System suitability: A system- suitability experiment was performed before determination of Naproxen sodium and Sumatriptan succinate in unknown samples. The coefficient of variation (CV) for peak area and Rf value for both the drugs was less than 2.0% for six replicates measurement of the same sample. This shows that the method and the system are suitable for determination of Naproxen sodium and Sumatriptan succinate.
Assay (from the pharmaceutical preparation): 10 μL working standard solution and sample solutions were spotted on the plate and the plate was developed and evaluated as described above. The procedure was repeated five times, individually weighing the tablet powder each time. The densitometric responses from the standard and sample were used to calculate the amounts of the drug in the tablet. The results obtained are as shown in Table 2.

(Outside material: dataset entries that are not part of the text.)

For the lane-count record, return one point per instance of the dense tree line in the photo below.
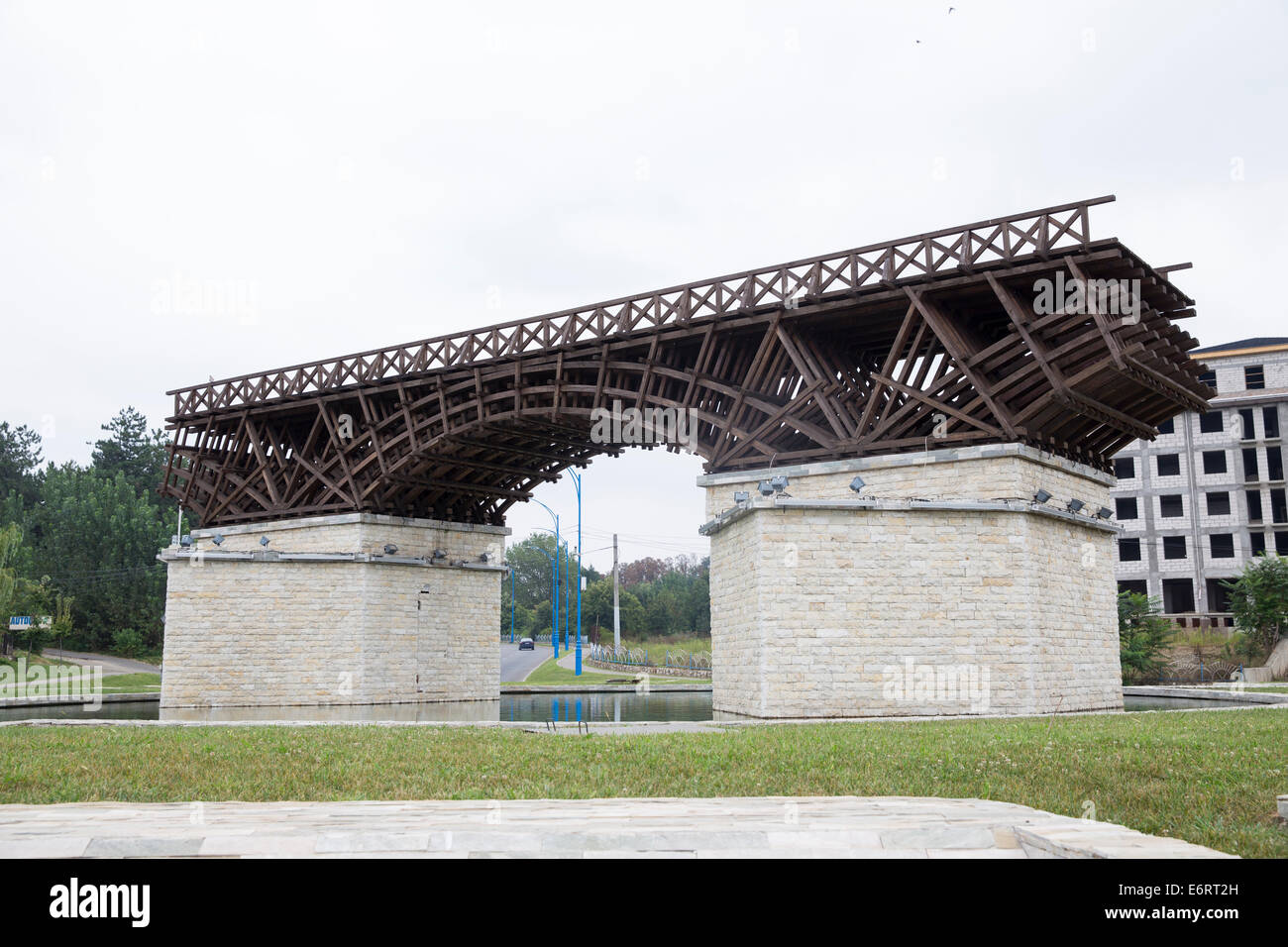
(82, 539)
(657, 596)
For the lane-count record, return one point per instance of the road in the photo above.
(516, 665)
(110, 663)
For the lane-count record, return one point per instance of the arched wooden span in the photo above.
(925, 342)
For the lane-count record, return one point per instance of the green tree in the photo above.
(20, 462)
(1258, 599)
(97, 538)
(132, 450)
(1142, 635)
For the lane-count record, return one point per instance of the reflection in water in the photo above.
(526, 707)
(519, 707)
(133, 710)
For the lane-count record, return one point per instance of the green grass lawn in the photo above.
(550, 674)
(142, 682)
(1209, 777)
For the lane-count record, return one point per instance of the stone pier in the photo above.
(352, 608)
(941, 587)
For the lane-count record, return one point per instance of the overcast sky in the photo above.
(339, 176)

TABLE 1: SUMMARY OF VALIDATION PARAMETERS OF PROPOSED HPTLC METHOD
|Range ( ng/spot)||200-1200||100-1000|
|Regression equation y=mx+c||Y=1035.89X+ (-1123.61)||Y= 5314.14X+ (-1860.85)|
|Correlation coefficient (r2)||0.9973||0.9945|
|LOD (ng per spot)||85.0||40.0|
|LOQ (ng per spot)||200.0||100.0|
|%Recovery ±SD,(n=3)||100.36± 0.21 %||100.27 ± 0.91|
|Repeatability (%RSD, n=6),||0.13||0.86|
|Interday precision (%RSD) (n = 3) at 3 range||0.41-0.61||0.12-0.31|
|Intraday precision (%RSD) (n = 3) at 3 range||0.60-0.89||0.28-0.63|
aSD = Standard deviation, bRSD = Relative standard deviation
TABLE 2: ANALYSIS OF NAP AND SUMA IN FORMULATIONS BY PROPOSED METHOD (N=6)

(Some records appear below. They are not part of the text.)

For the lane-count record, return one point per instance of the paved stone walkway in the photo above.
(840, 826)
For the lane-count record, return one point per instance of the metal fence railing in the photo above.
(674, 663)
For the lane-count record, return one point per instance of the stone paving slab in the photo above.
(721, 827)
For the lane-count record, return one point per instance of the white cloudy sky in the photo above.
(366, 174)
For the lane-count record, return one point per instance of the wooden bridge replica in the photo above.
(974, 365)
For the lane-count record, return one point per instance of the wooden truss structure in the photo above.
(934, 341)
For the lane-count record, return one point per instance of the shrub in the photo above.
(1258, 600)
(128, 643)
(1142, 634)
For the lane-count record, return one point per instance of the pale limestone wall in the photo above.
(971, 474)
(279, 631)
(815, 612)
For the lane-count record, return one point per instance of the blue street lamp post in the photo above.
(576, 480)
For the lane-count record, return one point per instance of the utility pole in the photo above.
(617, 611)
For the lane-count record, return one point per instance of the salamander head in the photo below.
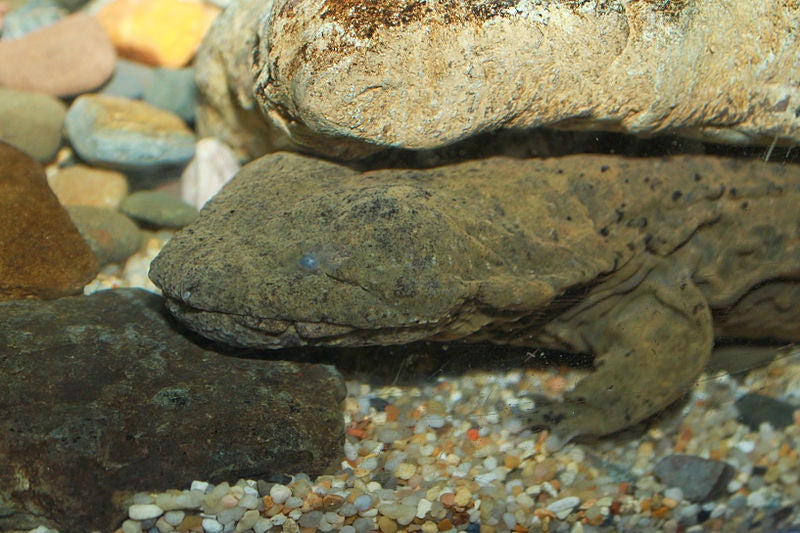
(360, 266)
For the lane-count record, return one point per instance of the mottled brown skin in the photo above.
(631, 260)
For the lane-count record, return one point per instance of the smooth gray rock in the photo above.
(701, 480)
(31, 16)
(127, 135)
(102, 396)
(158, 209)
(32, 122)
(174, 90)
(344, 78)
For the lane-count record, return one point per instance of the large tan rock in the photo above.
(345, 78)
(42, 255)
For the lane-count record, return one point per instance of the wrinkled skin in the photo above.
(639, 262)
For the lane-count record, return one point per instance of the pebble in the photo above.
(173, 90)
(756, 409)
(83, 185)
(157, 32)
(43, 256)
(699, 479)
(127, 134)
(212, 166)
(130, 80)
(112, 236)
(212, 526)
(144, 511)
(158, 209)
(66, 58)
(30, 16)
(32, 122)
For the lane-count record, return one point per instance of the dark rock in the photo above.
(43, 255)
(701, 480)
(158, 209)
(100, 395)
(112, 236)
(754, 409)
(173, 89)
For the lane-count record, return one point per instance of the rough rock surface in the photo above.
(226, 105)
(342, 77)
(102, 393)
(32, 122)
(127, 135)
(625, 259)
(43, 255)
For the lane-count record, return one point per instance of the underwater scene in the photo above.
(399, 266)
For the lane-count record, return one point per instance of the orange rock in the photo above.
(43, 255)
(162, 33)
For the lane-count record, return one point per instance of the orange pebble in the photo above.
(162, 33)
(661, 512)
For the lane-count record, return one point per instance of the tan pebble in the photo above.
(429, 527)
(463, 497)
(511, 461)
(229, 501)
(83, 185)
(191, 524)
(331, 502)
(445, 525)
(162, 33)
(387, 525)
(69, 57)
(669, 503)
(312, 502)
(447, 499)
(405, 471)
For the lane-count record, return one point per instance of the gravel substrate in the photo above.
(447, 454)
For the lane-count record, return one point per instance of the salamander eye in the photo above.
(309, 262)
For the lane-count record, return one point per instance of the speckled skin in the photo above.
(632, 260)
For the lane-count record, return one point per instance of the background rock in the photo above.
(226, 106)
(32, 122)
(126, 134)
(212, 166)
(424, 74)
(158, 209)
(31, 16)
(157, 32)
(69, 57)
(99, 393)
(43, 255)
(112, 236)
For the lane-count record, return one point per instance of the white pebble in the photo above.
(131, 526)
(144, 511)
(262, 525)
(174, 518)
(202, 486)
(363, 502)
(563, 507)
(211, 526)
(280, 493)
(674, 493)
(249, 501)
(423, 506)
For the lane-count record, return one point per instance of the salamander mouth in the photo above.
(246, 331)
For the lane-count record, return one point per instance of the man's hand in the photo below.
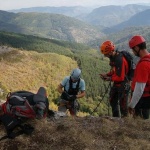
(65, 95)
(73, 97)
(131, 111)
(105, 77)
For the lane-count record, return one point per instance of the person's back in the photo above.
(140, 101)
(119, 70)
(71, 88)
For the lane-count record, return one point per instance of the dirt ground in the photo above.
(86, 133)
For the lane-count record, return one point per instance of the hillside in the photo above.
(139, 19)
(23, 70)
(87, 133)
(73, 11)
(108, 16)
(54, 26)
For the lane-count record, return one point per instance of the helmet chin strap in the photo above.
(137, 53)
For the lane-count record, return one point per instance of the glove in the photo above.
(65, 95)
(73, 97)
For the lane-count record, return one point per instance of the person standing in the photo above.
(120, 89)
(71, 88)
(140, 101)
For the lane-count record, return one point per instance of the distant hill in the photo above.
(140, 19)
(112, 15)
(53, 26)
(74, 11)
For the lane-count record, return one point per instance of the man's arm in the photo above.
(81, 94)
(60, 88)
(137, 94)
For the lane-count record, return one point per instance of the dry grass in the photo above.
(84, 133)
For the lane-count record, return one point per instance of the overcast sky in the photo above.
(17, 4)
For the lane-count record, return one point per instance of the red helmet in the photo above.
(107, 47)
(136, 40)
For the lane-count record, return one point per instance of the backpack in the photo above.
(129, 59)
(21, 106)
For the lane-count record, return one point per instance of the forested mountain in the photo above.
(139, 19)
(89, 60)
(54, 26)
(112, 15)
(102, 16)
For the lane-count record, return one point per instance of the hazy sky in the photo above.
(17, 4)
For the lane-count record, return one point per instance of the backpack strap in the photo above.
(145, 59)
(11, 124)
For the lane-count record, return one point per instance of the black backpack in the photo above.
(21, 106)
(129, 59)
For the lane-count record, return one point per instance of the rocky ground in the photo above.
(83, 133)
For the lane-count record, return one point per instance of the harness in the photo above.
(147, 87)
(71, 90)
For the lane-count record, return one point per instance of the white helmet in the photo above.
(75, 74)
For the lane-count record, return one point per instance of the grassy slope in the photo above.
(23, 70)
(87, 133)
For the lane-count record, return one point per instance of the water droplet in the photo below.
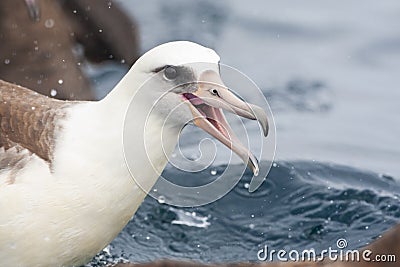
(161, 199)
(49, 23)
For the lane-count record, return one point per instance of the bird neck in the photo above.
(147, 142)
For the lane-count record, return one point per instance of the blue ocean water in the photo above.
(302, 205)
(330, 73)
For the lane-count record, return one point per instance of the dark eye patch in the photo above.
(178, 75)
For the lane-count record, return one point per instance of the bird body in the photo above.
(65, 188)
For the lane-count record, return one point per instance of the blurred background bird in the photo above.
(44, 44)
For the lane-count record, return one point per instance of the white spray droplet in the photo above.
(161, 199)
(49, 23)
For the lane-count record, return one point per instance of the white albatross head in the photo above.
(187, 77)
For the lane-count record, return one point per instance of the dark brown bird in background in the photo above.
(41, 43)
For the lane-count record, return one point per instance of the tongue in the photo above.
(193, 99)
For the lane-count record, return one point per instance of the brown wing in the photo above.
(29, 120)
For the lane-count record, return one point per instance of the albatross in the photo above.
(65, 188)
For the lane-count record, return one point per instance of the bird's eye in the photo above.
(214, 92)
(170, 72)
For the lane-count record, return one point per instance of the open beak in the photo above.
(207, 103)
(33, 9)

|Formulation||Label Amount (mg)||Amount found (mg)||% Assay ± SD|
|Tablet||80||500||79.40||490.15||99.25 ± 0.16||98.03 ± 0.10|
Recovery studies: The accuracy of the experiment was established by spiking pre-analyzed sample with known amounts of the corresponding drugs at three different concentration levels i.e. 20, 40 and 60 % of the drug in the tablet (the external standard addition technique). The spiked samples were then analyzed for five times. The results from recovery analysis are given in Table 1 the mean recovery is within acceptable limits, indicating the method are accurate.

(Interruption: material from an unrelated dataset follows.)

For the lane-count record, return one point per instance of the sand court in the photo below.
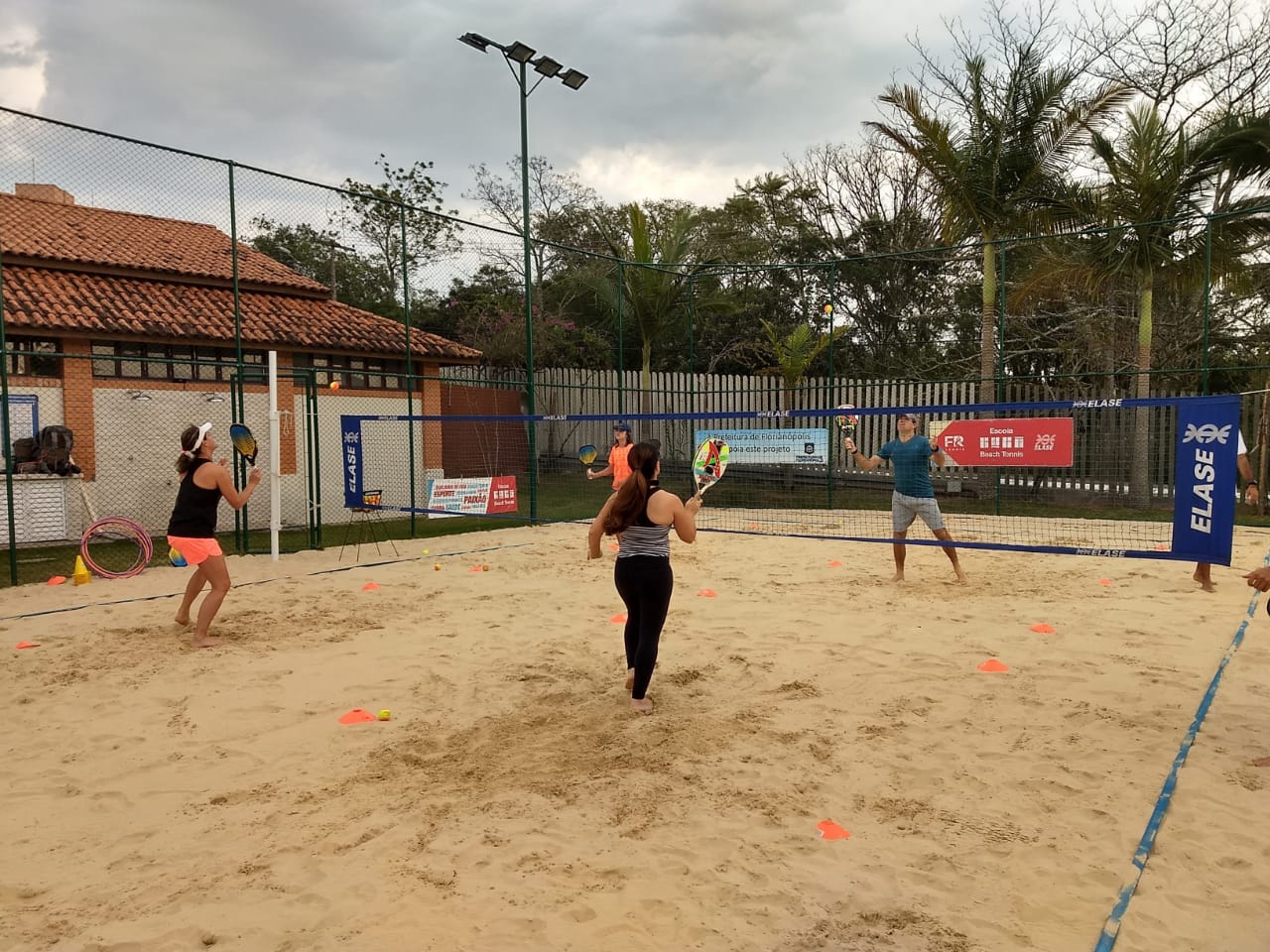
(166, 798)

RESULTS AND DISCUSSION: Use of pre-coated silica gel HPTLC plates with methanol, distilled water, Formic acid in the volume ratio of 0.5:7.5:0.1 (v/v) resulted in good separation of the drugs. Figure 1 show a typical densitogram obtained from Naproxen sodium and Sumatriptan succinate. Regression analysis of the calibration data for Naproxen sodium and Sumatriptan succinate showed that the dependent variable (peak area) and the independent variable (concentration) were represented by the equations Y=1035.89X+ (-1123.61) for Naproxen sodium and Y= 5314.14X+ (-1860.85) for Sumatriptan succinate. The correlation of coefficient (r2) obtained was 0.9973 for Naproxen sodium and that for Sumatriptan succinate is 0.9945. That means a good linear relationship was observed between the concentration range 200-1200 ng/spot and 100-1000 ng/spot for Naproxen sodium and Sumatriptan succinate, respectively.
The system suitability experiment was carried out before the determination of Naproxen sodium and Sumatriptan succinate in unknown samples. The coefficient of variation was less than 2% for replicate measurements of the same sample. This shows that the method and the system both are suitable for the determination of unknown samples. The assay of Naproxen sodium and Sumatriptan succinate was found to be 99.25 and 98.03 %. From the recovery studies it was found that about 100.36% and 100.27% of Naproxen sodium and Sumatriptan succinate respectively which indicates high accuracy of the method. The absence of additional peaks in chromatogram indicates non- interference of the common excipients used in tablets.
CONCLUSION: As the proposed method is highly accurate, selective and precise hence can be used for a routine quality-control analysis and quantitative simultaneous determination of Naproxen sodium and Sumatriptan succinate in pharmaceutical preparations. The method is also fast and requires approximately 40 min for analysis.
ACKNOWLEDGEMENTS: The authors are thankful to Pioneer Pharmacy Degree College, Vadodara for providing facilities to carry out the work.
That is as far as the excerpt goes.